Designing ParallelZone

Software runs on hardware. Hardware varies from computer to computer. And the available resources (cores, GPUs, RAM, etc.) of a computer vary with time. While these three statements may sound obvious, in order for high-performance software to perform its best, it needs to be aware of what hardware is available and what load that hardware is under. ParallelZone is a runtime designed to bridge the gap between our software and the current state of the computer it runs on. This page captures the original design process of ParallelZone. Keep in mind, this page is a snapshot in time and served as the basis for starting ParallelZone. We fully expect ParallelZone to evolve over time and become more than what is here.

What’s a Runtime?

Strictly speaking there are several different, but related, concepts which get labeled “runtime”. First, there is the runtime execution phase of a program, i.e., when the program is literally running (as opposed to say compile time, install time, etc.). Second, there is the runtime system which comprises the APIs that your software will use to interact with the operating system and hardware during the runtime phase. In many programming scenarios these APIs are several layers removed from the actual OS and hardware, i.e., you’re rarely directly using device intrinsics or calling OS-specific functions. Lastly, there is the runtime environment which is the state of the computer during the runtime phase.
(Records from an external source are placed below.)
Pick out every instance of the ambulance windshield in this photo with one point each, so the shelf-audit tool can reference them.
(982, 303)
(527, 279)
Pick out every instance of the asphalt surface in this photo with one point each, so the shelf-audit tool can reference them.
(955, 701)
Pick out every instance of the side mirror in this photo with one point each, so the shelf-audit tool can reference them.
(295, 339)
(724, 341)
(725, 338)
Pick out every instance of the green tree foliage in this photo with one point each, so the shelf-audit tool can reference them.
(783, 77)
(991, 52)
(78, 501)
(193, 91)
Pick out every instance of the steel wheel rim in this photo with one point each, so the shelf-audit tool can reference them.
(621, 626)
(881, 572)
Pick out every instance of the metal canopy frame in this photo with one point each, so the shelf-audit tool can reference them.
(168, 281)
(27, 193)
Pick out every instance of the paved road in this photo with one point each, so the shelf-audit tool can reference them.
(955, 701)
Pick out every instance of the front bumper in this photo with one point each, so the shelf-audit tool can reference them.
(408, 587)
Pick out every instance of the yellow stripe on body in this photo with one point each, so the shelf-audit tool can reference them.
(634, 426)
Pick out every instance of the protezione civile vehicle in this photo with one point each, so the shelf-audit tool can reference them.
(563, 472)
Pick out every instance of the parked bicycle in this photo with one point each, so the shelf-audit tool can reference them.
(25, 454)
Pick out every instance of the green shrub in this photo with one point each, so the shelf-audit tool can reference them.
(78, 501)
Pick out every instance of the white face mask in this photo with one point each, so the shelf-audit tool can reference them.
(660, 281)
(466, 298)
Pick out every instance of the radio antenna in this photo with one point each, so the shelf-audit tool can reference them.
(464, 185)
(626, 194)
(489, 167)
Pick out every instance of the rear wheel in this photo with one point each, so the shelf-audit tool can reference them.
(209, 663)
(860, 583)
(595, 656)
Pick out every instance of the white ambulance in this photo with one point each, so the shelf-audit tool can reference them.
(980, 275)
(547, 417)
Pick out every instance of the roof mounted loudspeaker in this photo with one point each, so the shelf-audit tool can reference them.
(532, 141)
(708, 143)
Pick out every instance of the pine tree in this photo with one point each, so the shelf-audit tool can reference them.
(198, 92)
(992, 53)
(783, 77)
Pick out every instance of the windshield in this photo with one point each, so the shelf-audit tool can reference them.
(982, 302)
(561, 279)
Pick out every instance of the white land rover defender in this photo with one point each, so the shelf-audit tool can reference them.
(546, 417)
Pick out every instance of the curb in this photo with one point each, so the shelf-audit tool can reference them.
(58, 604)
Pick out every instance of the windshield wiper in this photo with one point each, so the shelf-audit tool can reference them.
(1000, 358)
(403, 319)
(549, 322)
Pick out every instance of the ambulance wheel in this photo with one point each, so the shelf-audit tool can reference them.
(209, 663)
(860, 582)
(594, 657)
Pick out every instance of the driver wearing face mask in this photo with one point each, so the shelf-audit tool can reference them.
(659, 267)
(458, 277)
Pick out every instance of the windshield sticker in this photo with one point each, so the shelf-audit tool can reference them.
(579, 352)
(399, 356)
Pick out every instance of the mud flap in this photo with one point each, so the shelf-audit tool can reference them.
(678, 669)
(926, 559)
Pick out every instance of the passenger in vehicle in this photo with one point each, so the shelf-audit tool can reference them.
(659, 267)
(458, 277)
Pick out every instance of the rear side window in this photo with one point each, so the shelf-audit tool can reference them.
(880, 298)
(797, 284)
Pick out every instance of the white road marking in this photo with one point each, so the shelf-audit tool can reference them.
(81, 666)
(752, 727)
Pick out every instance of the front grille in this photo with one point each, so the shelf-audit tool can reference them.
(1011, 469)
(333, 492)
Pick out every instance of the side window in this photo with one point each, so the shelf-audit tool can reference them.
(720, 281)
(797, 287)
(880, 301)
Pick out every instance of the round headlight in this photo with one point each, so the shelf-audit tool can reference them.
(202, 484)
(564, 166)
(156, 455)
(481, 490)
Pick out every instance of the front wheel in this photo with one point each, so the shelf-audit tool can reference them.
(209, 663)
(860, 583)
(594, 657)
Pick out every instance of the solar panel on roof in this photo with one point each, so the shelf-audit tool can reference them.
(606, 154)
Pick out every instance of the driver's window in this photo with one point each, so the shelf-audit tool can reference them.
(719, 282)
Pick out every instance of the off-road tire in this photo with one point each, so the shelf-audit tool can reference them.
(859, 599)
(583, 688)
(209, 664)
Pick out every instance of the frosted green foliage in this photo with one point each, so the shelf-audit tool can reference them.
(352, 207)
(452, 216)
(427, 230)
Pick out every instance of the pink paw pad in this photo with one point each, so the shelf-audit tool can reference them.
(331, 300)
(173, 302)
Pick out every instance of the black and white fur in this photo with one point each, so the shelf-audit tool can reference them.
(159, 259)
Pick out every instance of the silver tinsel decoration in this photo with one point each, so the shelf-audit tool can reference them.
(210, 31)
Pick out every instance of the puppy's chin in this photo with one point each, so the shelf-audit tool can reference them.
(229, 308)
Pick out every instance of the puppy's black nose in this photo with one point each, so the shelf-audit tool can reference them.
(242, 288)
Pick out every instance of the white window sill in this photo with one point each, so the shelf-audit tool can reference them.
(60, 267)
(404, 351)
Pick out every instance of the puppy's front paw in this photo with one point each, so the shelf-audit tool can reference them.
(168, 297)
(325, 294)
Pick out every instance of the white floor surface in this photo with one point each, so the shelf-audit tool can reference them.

This includes things like environment variables and hardware devices.

For simplicity we will continue to refer to ParallelZone as a runtime, but we really mean that it is a runtime system.

Why Do We Need a Runtime (System)?

By its very nature, high-performance computing (HPC) is focused on maximizing the performance of software. Inevitably, this requires a tighter coupling between the software and the specifics of the runtime environment. The runtime system provided by the C++ standard library notably lacks:

  • support for parallelism (C++11 started to correct this, but as of this writing even the most modern C++ standards do not cover GPUs or distributed parallelism),

  • hardware introspection,

  • serialization

Hence we will need a runtime system to provide minimally these features.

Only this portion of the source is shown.